Grasslands are important economically because of grains from cereal grasses that provide food for animals and humans: wheat, rice, corn, oats, barley, rye. Grasses also provide hay and pasture for livestock. Grasses are important ecologically because they have an extensive root system that improves soil quality and prevents erosion. They also influence sequestration of CO2. They are worth studying because of the ecosystem goods and services grasses provide.

Grasslands are threatened by a variety of human activities including agriculture, fragmentation, invasive species, lack of fire, desertification, urbanization, and livestock. Grasses are being converted to cropland and infrastructure, suppressed of fire, and overgrazed by different animals. All of these things contribute to the loss and degradation of grasslands. It is important to conserve grasslands because of the regulating, provisioning, and cultural services that they provide. Grasslands provide food and habitat, improve soil and water quality, play a role in nutrient cycling, and have cultural value. It is important that we manage grasslands sustainably so that these goods and services continue.

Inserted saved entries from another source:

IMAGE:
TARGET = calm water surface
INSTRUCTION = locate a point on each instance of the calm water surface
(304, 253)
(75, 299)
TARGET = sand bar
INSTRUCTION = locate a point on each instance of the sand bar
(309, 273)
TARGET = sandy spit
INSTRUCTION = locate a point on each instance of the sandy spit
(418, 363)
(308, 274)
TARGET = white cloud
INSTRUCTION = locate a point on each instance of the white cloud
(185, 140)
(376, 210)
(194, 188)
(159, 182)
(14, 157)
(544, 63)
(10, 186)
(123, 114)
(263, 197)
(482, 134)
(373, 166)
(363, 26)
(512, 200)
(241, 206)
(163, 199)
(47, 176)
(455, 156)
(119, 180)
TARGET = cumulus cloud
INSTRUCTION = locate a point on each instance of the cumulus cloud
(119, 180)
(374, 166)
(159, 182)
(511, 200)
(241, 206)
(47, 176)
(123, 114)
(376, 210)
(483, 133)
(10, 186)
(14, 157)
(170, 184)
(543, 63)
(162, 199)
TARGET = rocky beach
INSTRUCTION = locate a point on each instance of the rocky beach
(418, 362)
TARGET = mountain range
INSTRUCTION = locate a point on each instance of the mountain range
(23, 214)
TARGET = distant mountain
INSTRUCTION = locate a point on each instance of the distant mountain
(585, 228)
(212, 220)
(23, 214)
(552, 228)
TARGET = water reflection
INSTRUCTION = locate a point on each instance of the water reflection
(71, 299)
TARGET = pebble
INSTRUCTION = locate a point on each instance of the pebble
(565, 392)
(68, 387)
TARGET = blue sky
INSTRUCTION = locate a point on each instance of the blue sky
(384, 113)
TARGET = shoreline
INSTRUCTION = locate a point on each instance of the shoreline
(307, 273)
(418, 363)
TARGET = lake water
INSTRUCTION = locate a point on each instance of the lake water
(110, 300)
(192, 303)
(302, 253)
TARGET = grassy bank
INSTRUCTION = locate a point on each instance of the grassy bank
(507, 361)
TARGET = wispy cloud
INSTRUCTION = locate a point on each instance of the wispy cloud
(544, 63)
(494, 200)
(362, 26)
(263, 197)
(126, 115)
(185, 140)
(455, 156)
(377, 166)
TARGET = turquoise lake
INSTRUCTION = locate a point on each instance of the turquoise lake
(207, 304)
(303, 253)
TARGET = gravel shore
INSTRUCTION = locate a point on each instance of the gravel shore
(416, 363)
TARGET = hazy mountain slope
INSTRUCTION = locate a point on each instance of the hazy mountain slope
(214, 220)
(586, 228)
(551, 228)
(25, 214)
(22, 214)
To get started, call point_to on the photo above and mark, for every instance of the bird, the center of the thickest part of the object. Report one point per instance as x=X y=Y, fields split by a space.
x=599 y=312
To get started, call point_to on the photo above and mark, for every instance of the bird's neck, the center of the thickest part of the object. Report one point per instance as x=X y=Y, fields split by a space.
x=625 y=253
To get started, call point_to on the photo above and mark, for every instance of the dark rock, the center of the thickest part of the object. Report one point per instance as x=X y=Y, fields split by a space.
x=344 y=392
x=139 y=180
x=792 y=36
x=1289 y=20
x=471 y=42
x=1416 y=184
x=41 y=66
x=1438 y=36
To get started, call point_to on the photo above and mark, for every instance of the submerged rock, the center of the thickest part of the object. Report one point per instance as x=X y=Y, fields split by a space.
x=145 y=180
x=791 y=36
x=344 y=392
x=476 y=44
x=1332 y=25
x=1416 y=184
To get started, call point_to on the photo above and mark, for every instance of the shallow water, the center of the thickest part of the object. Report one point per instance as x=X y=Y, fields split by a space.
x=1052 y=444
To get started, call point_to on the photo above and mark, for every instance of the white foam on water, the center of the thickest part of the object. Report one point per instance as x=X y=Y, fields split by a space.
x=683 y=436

E.O Wilson identified two laws in biological/ecological systems: properties of life are obedient to laws of chemistry and physics, and all biological processes and differences that distinguish species are evolved from natural selection. Species originate from the evolution of some difference that adapts them to the environment. Natural selection is the process by which organisms that have physical/molecular traits that better adapt them to their environment will tend to survive and reproduce. Speciation is the formation of new and distinct species, from the splitting of one evolutionary lineage into two. Natural selection is the primary influence driving evolution, and therefore speciation.
Grasses are in the division Magnoliophyta, class Liliopsida, in the order Cyperales, part of the family Poaceae (Gramineae), have 600 genera, and have around 9000 species. They occur in arid or semi-arid environments. They are annual (reestablish by seed each year) or perennial (persist from year to year) herbs that have noded stems. The have leaves with two parts: sheath surrounding stem and a linear, flat blade. Flowers are formed by inflorescence subdividing into spikelets, which other flowering plants do not have. The dry fruit is called caryopsis (grain). Grasses have rhizomes, stolons, basal leaf meristems, high shoot/root density, underground nutrient reserves, deciduous roots, and rapid transformation/growth.
The main adaptations of grasses involve responses to the disturbance of drought and open space. They have evolved to be wind pollinated and drought resistant. Grasses are able to spread during periods of increasing drought because of traits such as Basal meristems, small stature, high root and shoot density, deciduous roots, underground nutrient reserves, and rapid transformation and growth. Rhizomes and Stolons are used as growth strategies to extend the root system laterally. Other adaptations include how rhizomes evolved because of trampling by large herbivores, basal leaf meristems evolved as an adaptation to grazing, and wind pollination evolved due to open conditions of savannas.

Grasslands are abundant because of the genetic traits that have evolved that help them better fit their environment, to survive and reproduce. Therefore, natural selection has influenced Poaceae to survive throughout history due to specific beneficial differences evolving in response to disturbance and environmental change, and thrive in today’s biosphere. The specific traits that grasses have evolved through natural selection is basal leaf meristems, high root/shoot density, underground nutrient reserves, deciduous roots, and rapid transformation/growth, rhizomes and stolons. All of these characteristics contribute to drought resistance. As an adaptation of moving from woodland to open landscapes, grasses evolved to be wind pollinated and can reproduce more efficiently. Rhizomes and stolons produce lateral growth without the use of seeds, increasing distribution and abundance. The morphology of grasses is important to grassland abundance because without the evolutionary process forming this vegetation type, Poaceae would have never developed traits that help them better adapt to their changing environment; and they would eventually go extinct. Basically, the current state of grass species morphology is produced by species adaptation to environmental change. Overall, grasslands are abundant because of their resistance and resilience to environmental change; because of their ability to easily adapt to disturbance because of traits they evolved due to natural selection and speciation.